In the early days of 2020, when I began speaking about the need for sovereignty, and our right to choose what we allow entrance into our sacred bodies, I was attacked almost daily.
I was attacked mostly by those whom I knew. I hailed from a liberal background, and most all of those people were absolutely horrified that I had differing views on medical freedom. The reality is that many of our views were wildly different.
Oh, how I have come to understand that our very grounds of reality were absolutely opposing - that though I knew these people to some degree, and some for many years, that we were absolutely existing within separate universes. Since when, I am not sure. It was I, always relatively quiet and deeply sensitive, who stood back and did not often share of my experience directly. Instead I used the language of dance and sacred movement to impart the very spiritual experiences that surrounded my everyday life. These did not need words, at that time.

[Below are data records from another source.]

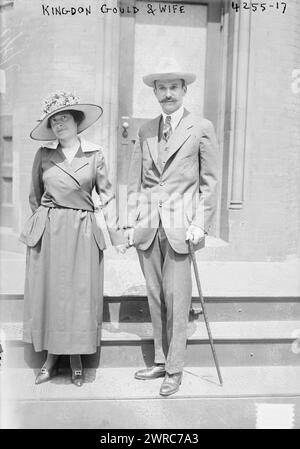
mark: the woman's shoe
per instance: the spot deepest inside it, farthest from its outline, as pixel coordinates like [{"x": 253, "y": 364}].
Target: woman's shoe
[
  {"x": 45, "y": 374},
  {"x": 77, "y": 377}
]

My intent was to create a sacred ceremonial space to uplift those who witnessed my dance performance into a mystical realm where all was possible, where cells were regenerated, where ethers were transformed, where the veil was made more thin, and where communion with the divine, was made more possible. This was my single greatest and secret mission, never outright stated, because the dance world which I existed within did not care for such matters of spirit.
And so I suppose I existed, shapeshifting within worlds of my own creation, and many had no idea of who I truly was, and what it was that was most dear to me, that is to say beauty, truth, and above all, freedom of spirit.

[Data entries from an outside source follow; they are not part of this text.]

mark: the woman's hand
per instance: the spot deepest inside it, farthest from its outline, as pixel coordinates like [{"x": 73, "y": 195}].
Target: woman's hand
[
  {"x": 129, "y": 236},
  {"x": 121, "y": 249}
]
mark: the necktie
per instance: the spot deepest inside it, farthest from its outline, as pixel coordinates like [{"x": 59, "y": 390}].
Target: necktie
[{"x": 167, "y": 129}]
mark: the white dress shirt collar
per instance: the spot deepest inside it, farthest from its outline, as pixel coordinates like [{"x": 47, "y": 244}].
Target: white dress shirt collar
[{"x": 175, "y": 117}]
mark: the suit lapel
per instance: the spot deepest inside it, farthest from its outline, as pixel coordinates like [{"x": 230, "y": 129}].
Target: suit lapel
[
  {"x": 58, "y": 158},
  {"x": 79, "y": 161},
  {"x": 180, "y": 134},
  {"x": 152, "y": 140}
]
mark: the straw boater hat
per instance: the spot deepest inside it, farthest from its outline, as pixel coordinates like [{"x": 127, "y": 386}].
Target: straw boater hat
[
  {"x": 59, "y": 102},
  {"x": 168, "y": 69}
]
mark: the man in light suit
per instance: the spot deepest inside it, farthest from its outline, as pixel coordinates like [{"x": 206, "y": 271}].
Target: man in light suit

In the days after 2020, all of this changed for me very personally. Those of us who spoke early on were ridiculed and shamed endlessly by our “friends”. Many thought we were crazy. And slowly, slowly I began to weed these people out of my life, one by one. They would come and attack me because I supported medical freedom, that I was firmly against war, that I believe that our biology is a sacred reality, that children’s innocence should be protected, that the woman, whose sacred biological gift brings spirit into this world, was meant to be deeply honored and protected, as well. All of this has made me an enemy of these people.
My experience is not at all unique. We have all come to realize what differing worlds have been existing beside our own for some time.

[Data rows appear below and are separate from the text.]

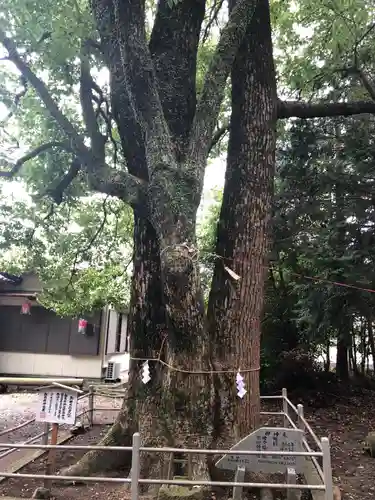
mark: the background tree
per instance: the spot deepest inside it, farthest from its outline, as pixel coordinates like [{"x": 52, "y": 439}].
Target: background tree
[{"x": 144, "y": 138}]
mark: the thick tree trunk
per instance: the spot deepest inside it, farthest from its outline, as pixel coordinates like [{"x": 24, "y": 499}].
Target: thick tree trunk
[
  {"x": 342, "y": 358},
  {"x": 370, "y": 332},
  {"x": 235, "y": 307},
  {"x": 167, "y": 311},
  {"x": 146, "y": 328}
]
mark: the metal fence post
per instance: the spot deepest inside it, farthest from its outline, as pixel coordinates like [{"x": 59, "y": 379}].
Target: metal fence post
[
  {"x": 91, "y": 405},
  {"x": 134, "y": 474},
  {"x": 46, "y": 433},
  {"x": 327, "y": 469},
  {"x": 285, "y": 406},
  {"x": 300, "y": 417}
]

What I have also come to realize is that there is absolutely no space, both within this virtual world, and within my personal life, for people who want to spew their judgments and anger my way for having the courage to speak my own personal and sacred truths. I don’t care how far we go back, how much a person believes they know me, or that they have the right to treat me without respect, care, and love.
When we are younger, we allow for many to trespass upon us, we allow for little shamings and belittlements, we allow for these things as we also trip through our own blind spots and ignorance.
But there comes a time in every life where these attacks can no longer be tolerated. These attacks, little and vicious, born of hidden wounds and jealousy, rage and pain, these attacks must be identified and named, and cut off. They serve absolutely no one.
And beyond this, now is the time.
Now is the time of the sacred yes, and the sacred no.
What are we saying yes to in our lives?
What are we saying no to?
There has never been a moment more pregnant with possibility. The darkness and the light - they both call to us. The shadow wants to eat our beauty, the light wants to amplify it.
The choice is clear and upon us all.